Ah, we moved a couple of bits around in the repo -- link for that is here: https://github.com/huggingface/skills/blob/main/hf-llm-trainer/skills/model-trainer/SKILL.md -- I'll update the article 👍.

AUsername111

Dec 6, 2025

This is so cool. Many thanks.

Roman1902

Dec 8, 2025

"Really fascinating read! I found the explanation of Hugging Face’s “Skills Training” initiative — how it lets you use a coding‑agent (like Claude Code or other supported agents) to fine‑tune large language models, submit GPU jobs, monitor progress and push trained models to the Hub — particularly eye‑opening. The combination of high‑level instructions, hardware selection, monitoring, and automation makes the complex process of model training much more approachable, even for developers who may not be ML‑infrastructure experts.

I also recently read a related guide: https://mobisoftinfotech.com/resources/blog/ai‑development/llm‑api‑pricing‑guide
— which gives practical advice on LLM API usage, token‑based pricing, and how to plan costs when working with LLMs.

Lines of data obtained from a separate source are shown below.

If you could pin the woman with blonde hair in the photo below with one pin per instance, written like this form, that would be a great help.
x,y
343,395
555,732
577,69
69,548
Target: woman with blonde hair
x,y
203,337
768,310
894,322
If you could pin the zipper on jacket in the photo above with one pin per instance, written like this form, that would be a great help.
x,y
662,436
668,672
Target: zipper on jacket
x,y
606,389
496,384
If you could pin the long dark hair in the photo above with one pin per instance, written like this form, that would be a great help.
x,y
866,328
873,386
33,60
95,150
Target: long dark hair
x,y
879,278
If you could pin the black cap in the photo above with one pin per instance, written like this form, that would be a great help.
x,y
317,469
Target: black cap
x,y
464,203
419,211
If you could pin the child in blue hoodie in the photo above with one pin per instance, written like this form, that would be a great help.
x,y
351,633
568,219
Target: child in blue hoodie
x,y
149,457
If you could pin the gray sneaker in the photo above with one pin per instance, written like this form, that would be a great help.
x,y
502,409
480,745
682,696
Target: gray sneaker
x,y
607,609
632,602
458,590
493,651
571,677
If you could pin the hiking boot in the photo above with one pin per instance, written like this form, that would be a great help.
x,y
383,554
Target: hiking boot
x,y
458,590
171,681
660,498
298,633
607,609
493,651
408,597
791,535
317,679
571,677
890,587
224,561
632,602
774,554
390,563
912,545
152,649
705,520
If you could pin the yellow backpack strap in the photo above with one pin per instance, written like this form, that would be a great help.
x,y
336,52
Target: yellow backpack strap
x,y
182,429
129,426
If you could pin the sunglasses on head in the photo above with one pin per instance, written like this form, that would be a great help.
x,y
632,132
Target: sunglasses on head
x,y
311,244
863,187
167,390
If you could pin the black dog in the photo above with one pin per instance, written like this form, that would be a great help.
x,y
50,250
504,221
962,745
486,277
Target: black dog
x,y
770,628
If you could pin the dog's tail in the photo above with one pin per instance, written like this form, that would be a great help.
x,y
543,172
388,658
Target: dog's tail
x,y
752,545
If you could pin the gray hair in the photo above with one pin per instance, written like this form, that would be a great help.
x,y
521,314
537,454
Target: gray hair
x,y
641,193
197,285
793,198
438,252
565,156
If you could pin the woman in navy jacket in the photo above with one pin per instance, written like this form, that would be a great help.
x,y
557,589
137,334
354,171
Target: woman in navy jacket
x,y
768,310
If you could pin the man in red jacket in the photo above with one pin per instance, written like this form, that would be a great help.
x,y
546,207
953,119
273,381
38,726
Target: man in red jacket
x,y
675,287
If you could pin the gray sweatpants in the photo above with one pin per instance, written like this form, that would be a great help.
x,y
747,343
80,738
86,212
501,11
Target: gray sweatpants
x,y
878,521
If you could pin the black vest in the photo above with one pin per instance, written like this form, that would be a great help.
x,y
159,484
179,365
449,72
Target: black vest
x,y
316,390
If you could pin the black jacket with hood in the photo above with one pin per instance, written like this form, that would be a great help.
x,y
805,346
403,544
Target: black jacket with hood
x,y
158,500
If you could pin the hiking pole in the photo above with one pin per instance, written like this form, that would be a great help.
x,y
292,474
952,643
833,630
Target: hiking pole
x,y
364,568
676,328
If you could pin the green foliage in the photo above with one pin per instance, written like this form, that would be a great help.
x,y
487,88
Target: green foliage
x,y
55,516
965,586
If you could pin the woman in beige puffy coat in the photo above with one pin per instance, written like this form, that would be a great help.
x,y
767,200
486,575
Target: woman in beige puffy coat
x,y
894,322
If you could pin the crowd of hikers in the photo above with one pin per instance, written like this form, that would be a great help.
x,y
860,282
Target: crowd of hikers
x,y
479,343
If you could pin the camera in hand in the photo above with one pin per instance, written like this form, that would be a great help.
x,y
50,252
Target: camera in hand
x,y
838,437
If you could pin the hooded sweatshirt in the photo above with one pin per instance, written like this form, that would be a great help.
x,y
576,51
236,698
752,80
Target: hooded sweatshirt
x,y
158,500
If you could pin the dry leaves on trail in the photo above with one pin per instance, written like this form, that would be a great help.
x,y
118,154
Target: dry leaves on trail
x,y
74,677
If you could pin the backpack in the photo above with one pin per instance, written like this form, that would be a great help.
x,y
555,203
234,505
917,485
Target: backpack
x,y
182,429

Putting your article’s look into empowering accessible LLM fine‑tuning together with the cost‑management strategies from that guide gives a well‑rounded perspective: it helps developers understand not just what is possible now with modern tools, but also how to build and deploy responsibly, balancing capability and cost."

DanteWu

Dec 9, 2025

Slop alert

julienjouganous

Dec 8, 2025

Great work and great article!
Regarding the maximum models size we can train using this approach, at the beginning of the article it's mentioned "models from 0.5B to 70B parameters" but at the end you write that "For large models (7B+), this HF skills job is not suitable", which order of magnitude is correct?
I suspect the max range is 7B, if it's the case, do you plan to support training of larger models?
Thanks!

DAMIENE

Dec 9, 2025

is the trained model now open source and / or available to the public?

sigridjineth

Dec 11, 2025

https://huggingface.co/blog/sionic-ai/claude-code-skills-training

Nice work about the demo getting Claude Code to fine-tune an open LLM. But the researchers from Sionic AI already do most of their work with Claude Code. It writes training scripts, debugs CUDA errors, searches hyperparameters overnight. For the actual work of building models, Claude has become the default partner. But there was one thing it couldn't do - remember what the teammates learned last week.

Check how we do here :D

cveavy

Jan 7

Right

illiliiiiil

Dec 12, 2025

Is it possible to use it even in privately uploaded datasets?

Ed13210

Dec 19, 2025

how many tokens will a session incur?

cveavy

Jan 7

This is genuinely game-changing for AI teams working with limited MLOps resources. Having Claude automatically handle hardware selection, job orchestration, and monitoring removes so much friction from the fine-tuning process - I've seen too many projects stall because teams get bogged down in the infrastructure complexity rather than focusing on model performance. The business impact here is huge: instead of needing dedicated DevOps engineers to manage training pipelines, data scientists can now iterate much faster on custom models. The fact that it supports the full production stack (SFT, DPO, RLHF) means you're not just prototyping but actually building deployment-ready models. What really excites me is the cost optimization angle - automatic hardware matching means you're not overpaying for compute while still getting reasonable training times. The multi-stage pipeline support is particularly valuable for enterprise use cases where you need that SFT → DPO → RLHF workflow for safety and alignment. This could democratize custom model development for mid-market companies who previously couldn't justify the engineering overhead. Looking forward to testing this on some internal projects where we've been manually managing these workflows.